The SAT reading section gives students 65 minutes to answer 52 questions, allowing 75 seconds per question. This feels practically luxurious compared to the ACT draconian time limit. But there is a reason why the SAT allows more time: the questions are harder. While the ACT reading section asks mostly about facts from the text, the SAT is obsessed with evidence.

On the SAT, students are expected to not only find the correct answer, but cite evidence for this answer. This takes a lot more time to do, hence the longer time allowed. Students can expect to see at least two sets of these paired questions in every passage.

The SAT draws passages from historical documents, presidential speeches, and essays by classic authors.The passages tend to have more formal, academic language than found in ACT passages.
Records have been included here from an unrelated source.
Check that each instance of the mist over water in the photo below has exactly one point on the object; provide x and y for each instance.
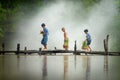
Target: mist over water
(71, 15)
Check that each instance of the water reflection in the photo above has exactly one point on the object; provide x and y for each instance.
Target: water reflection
(44, 73)
(66, 67)
(86, 65)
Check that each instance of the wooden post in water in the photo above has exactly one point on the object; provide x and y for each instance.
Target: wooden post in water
(3, 48)
(107, 37)
(75, 47)
(25, 49)
(55, 49)
(39, 51)
(18, 49)
(106, 45)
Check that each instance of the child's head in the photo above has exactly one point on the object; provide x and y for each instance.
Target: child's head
(42, 25)
(63, 29)
(86, 30)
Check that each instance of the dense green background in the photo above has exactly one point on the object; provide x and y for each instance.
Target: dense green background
(9, 9)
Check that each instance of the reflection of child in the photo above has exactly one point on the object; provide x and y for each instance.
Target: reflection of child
(88, 39)
(66, 39)
(84, 45)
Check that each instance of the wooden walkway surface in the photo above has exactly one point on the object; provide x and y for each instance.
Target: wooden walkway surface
(43, 52)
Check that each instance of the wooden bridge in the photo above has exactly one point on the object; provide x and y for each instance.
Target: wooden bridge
(75, 51)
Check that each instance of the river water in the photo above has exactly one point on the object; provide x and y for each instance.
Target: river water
(60, 67)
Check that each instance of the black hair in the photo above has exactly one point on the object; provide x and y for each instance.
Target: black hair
(86, 30)
(43, 24)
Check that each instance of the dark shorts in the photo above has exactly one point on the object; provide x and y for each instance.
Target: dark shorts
(88, 42)
(44, 40)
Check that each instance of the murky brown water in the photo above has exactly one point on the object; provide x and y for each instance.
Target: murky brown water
(35, 67)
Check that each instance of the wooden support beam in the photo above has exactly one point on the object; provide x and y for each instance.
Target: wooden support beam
(75, 47)
(18, 49)
(25, 49)
(39, 51)
(3, 48)
(106, 45)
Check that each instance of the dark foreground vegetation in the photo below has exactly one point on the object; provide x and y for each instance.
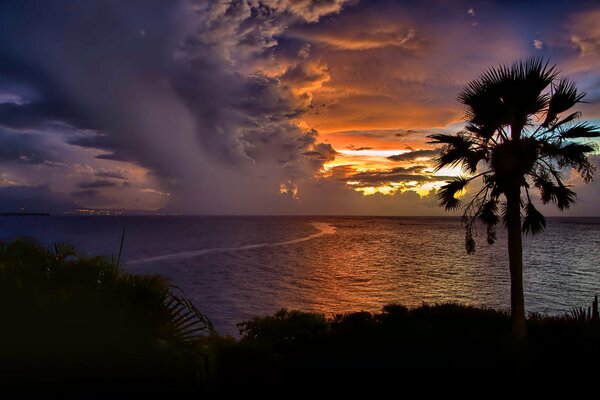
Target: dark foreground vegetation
(71, 321)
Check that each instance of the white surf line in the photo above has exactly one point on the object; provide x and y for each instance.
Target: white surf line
(323, 227)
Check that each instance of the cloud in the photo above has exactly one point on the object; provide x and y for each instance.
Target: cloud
(91, 198)
(33, 199)
(102, 183)
(201, 103)
(413, 155)
(192, 103)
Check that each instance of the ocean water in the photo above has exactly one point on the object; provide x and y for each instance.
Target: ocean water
(234, 268)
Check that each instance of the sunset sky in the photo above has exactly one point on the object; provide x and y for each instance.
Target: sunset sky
(260, 106)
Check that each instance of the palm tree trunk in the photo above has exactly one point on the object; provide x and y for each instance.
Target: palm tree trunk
(515, 261)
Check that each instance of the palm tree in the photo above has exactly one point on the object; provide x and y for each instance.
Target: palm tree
(517, 139)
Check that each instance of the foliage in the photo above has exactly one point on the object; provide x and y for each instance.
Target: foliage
(61, 310)
(516, 135)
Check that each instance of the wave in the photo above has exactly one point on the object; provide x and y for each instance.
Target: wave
(322, 227)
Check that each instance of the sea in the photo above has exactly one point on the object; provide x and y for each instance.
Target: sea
(236, 268)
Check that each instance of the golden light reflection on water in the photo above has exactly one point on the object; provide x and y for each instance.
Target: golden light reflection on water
(241, 268)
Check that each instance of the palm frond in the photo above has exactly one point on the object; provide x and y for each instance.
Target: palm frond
(566, 120)
(504, 94)
(447, 192)
(186, 323)
(564, 96)
(582, 130)
(534, 222)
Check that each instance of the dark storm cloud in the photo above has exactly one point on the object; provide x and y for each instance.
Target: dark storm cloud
(161, 84)
(102, 183)
(90, 198)
(202, 94)
(394, 175)
(25, 147)
(413, 155)
(110, 174)
(33, 199)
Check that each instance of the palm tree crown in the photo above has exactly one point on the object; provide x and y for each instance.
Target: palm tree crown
(505, 145)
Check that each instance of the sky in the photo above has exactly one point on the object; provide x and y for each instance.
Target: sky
(260, 106)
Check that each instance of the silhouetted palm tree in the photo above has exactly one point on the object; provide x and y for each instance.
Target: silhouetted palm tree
(516, 139)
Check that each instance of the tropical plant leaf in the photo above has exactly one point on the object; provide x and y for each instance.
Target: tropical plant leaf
(564, 97)
(583, 130)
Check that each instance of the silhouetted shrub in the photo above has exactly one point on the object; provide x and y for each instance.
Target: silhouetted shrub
(285, 327)
(66, 317)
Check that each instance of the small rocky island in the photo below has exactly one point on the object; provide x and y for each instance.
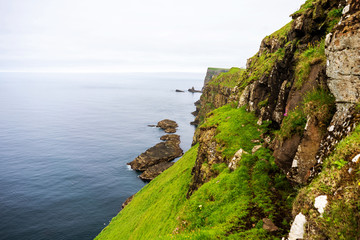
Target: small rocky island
(158, 158)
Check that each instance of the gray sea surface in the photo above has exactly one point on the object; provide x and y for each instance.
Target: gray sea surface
(65, 140)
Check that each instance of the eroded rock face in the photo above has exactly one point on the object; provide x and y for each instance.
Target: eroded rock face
(169, 126)
(343, 71)
(161, 152)
(343, 53)
(155, 170)
(304, 159)
(127, 201)
(207, 153)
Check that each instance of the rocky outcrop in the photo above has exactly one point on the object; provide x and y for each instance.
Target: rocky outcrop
(162, 152)
(193, 90)
(211, 72)
(169, 126)
(155, 170)
(343, 54)
(207, 153)
(212, 97)
(127, 201)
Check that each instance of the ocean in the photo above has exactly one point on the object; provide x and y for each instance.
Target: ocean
(65, 140)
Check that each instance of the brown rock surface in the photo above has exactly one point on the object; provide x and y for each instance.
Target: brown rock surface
(155, 170)
(127, 201)
(161, 152)
(168, 125)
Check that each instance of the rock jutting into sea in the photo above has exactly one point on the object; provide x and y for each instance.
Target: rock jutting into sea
(169, 126)
(193, 90)
(153, 171)
(156, 159)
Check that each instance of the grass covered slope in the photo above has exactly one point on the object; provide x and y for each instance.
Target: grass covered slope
(153, 210)
(340, 182)
(230, 206)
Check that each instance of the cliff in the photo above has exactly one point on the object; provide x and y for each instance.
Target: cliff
(277, 148)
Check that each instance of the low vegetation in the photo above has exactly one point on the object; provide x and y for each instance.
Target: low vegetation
(228, 79)
(235, 129)
(314, 54)
(340, 181)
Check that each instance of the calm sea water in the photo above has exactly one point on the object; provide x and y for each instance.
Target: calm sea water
(65, 140)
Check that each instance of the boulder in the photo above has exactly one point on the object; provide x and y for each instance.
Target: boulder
(161, 152)
(269, 225)
(155, 170)
(168, 125)
(127, 201)
(193, 90)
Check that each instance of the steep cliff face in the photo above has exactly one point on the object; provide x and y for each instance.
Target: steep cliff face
(276, 152)
(218, 90)
(212, 72)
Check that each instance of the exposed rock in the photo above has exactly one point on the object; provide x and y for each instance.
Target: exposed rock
(193, 90)
(269, 225)
(342, 51)
(284, 151)
(155, 170)
(320, 203)
(255, 148)
(168, 125)
(297, 228)
(212, 72)
(343, 70)
(207, 152)
(127, 201)
(237, 157)
(161, 152)
(171, 137)
(304, 159)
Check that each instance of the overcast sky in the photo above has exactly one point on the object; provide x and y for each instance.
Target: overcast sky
(136, 35)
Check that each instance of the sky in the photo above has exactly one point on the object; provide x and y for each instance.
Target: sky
(136, 35)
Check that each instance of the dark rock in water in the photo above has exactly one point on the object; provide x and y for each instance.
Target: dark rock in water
(193, 90)
(155, 170)
(168, 125)
(171, 137)
(127, 201)
(161, 152)
(195, 122)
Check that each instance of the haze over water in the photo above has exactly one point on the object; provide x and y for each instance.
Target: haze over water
(65, 140)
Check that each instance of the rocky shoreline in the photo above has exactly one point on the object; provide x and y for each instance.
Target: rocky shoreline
(158, 158)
That said, the passages are more aligned to what students see in AP history and literature classes.

The bottom line: There are, of course, many other factors that can weigh on the decision between tests. With coaching, most students can improve their scores on both reading sections regardless of where their initial strength lies. The table below sums of the key differences between the two reading sections

ACT SAT
Length 35 minutes 65 minutes
Time per question 53 seconds 75 seconds
Type of text Journalistic, drawn from magazines and newspapers. Historical, formal, classic
Best suited for… Quick readers who take a straightforward, efficient approach to reading. Careful, deliberate readers who like reading challenging and more formal texts.